Disaster recovery and cloud go hand in hand
Companies are quickly realising that incorporating a hybrid cloud approach into a disaster recovery strategy, with the right partners in place, can actually be quite simple, affordable and serve as a great entry point to the cloud.
IT teams working in the cloud can anticipate issues and move their data and applications before the damage hits. Proactive movement of data is impossible in a traditional datacenter, but for those organisations embracing a virtual, cloud-ready IT environment, it is a reality.
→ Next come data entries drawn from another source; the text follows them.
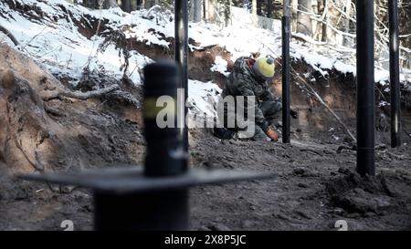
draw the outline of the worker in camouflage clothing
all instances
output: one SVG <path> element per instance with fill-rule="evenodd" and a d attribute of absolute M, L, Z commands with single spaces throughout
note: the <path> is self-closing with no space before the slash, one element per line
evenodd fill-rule
<path fill-rule="evenodd" d="M 228 76 L 227 84 L 223 89 L 222 98 L 233 96 L 254 96 L 255 120 L 252 140 L 267 140 L 270 139 L 277 141 L 279 135 L 271 127 L 278 112 L 282 105 L 279 98 L 275 97 L 269 89 L 268 81 L 274 77 L 274 59 L 272 57 L 259 57 L 257 60 L 250 57 L 239 57 L 234 63 L 233 72 Z M 247 108 L 246 112 L 247 112 Z M 237 112 L 237 110 L 236 110 Z M 247 115 L 247 114 L 246 114 Z M 220 139 L 241 139 L 244 129 L 238 127 L 227 128 L 227 122 L 236 119 L 236 113 L 224 109 L 224 117 L 218 117 L 220 123 L 225 128 L 216 128 L 215 134 Z"/>

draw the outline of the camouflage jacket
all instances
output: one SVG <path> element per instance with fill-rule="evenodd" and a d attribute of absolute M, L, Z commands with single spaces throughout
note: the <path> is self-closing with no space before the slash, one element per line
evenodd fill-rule
<path fill-rule="evenodd" d="M 239 57 L 234 63 L 233 72 L 228 76 L 226 86 L 223 89 L 223 97 L 226 96 L 255 96 L 255 116 L 256 124 L 261 128 L 267 122 L 261 109 L 258 108 L 262 101 L 280 101 L 269 90 L 267 81 L 258 79 L 251 67 L 255 60 L 249 57 Z M 250 107 L 248 107 L 250 108 Z"/>

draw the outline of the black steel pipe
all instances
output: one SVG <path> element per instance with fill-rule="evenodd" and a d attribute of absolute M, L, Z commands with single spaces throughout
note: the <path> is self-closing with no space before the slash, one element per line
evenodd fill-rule
<path fill-rule="evenodd" d="M 290 143 L 290 16 L 282 16 L 282 142 Z"/>
<path fill-rule="evenodd" d="M 146 176 L 171 176 L 185 173 L 186 157 L 184 142 L 176 127 L 177 87 L 180 73 L 174 61 L 159 61 L 144 67 L 144 136 L 147 141 L 144 174 Z M 157 107 L 159 97 L 174 99 L 174 106 Z M 160 127 L 157 114 L 164 111 L 173 127 Z M 161 118 L 160 119 L 162 119 Z M 164 125 L 164 124 L 163 124 Z"/>
<path fill-rule="evenodd" d="M 356 1 L 357 6 L 357 171 L 375 174 L 374 165 L 374 1 Z"/>
<path fill-rule="evenodd" d="M 185 101 L 188 98 L 188 4 L 187 0 L 174 1 L 174 58 L 181 69 L 180 88 L 184 88 L 184 98 L 180 105 L 184 107 L 184 115 L 178 117 L 180 123 L 184 123 L 180 133 L 184 142 L 184 151 L 188 153 L 188 127 L 185 116 L 188 109 Z M 184 102 L 183 102 L 184 101 Z M 187 162 L 188 163 L 188 162 Z M 188 168 L 188 164 L 184 165 Z"/>
<path fill-rule="evenodd" d="M 183 141 L 176 125 L 177 86 L 180 73 L 174 61 L 159 61 L 144 67 L 144 136 L 147 141 L 146 177 L 173 177 L 186 173 Z M 157 107 L 159 97 L 173 103 Z M 169 106 L 172 104 L 171 106 Z M 157 116 L 165 111 L 171 127 L 159 127 Z M 118 193 L 95 191 L 96 230 L 188 230 L 186 188 Z"/>
<path fill-rule="evenodd" d="M 390 29 L 391 147 L 401 145 L 398 1 L 388 0 Z"/>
In the case of a hack or outage that strikes without warning, organisations can react within minutes. Lacking infrastructure dependencies that prevent easy movement, critical applications, including online reservations and flight check-in for airlines, can securely live and move between multiple on-premises and cloud environments.
>See also: How can you make critical I.T. events less critical?
The U.S. government action on United Airlines demonstrates that uninterrupted IT is clearly top of mind for law makers and should be for compliance-heavy industries like air travel, healthcare and financial services.
Each time a data centre or IT disaster takes over headlines, CIOs and IT professionals everywhere shudder. The IT industry cannot continue ignore downtime plaguing others and assume it will never happen to them.
Looking back on these predictable but often avoidable moments, the IT community can break the cycle but only if they are ready to revisit their infrastructure solution stack and disaster recovery strategies so their organisation does not become a breaking disaster headline.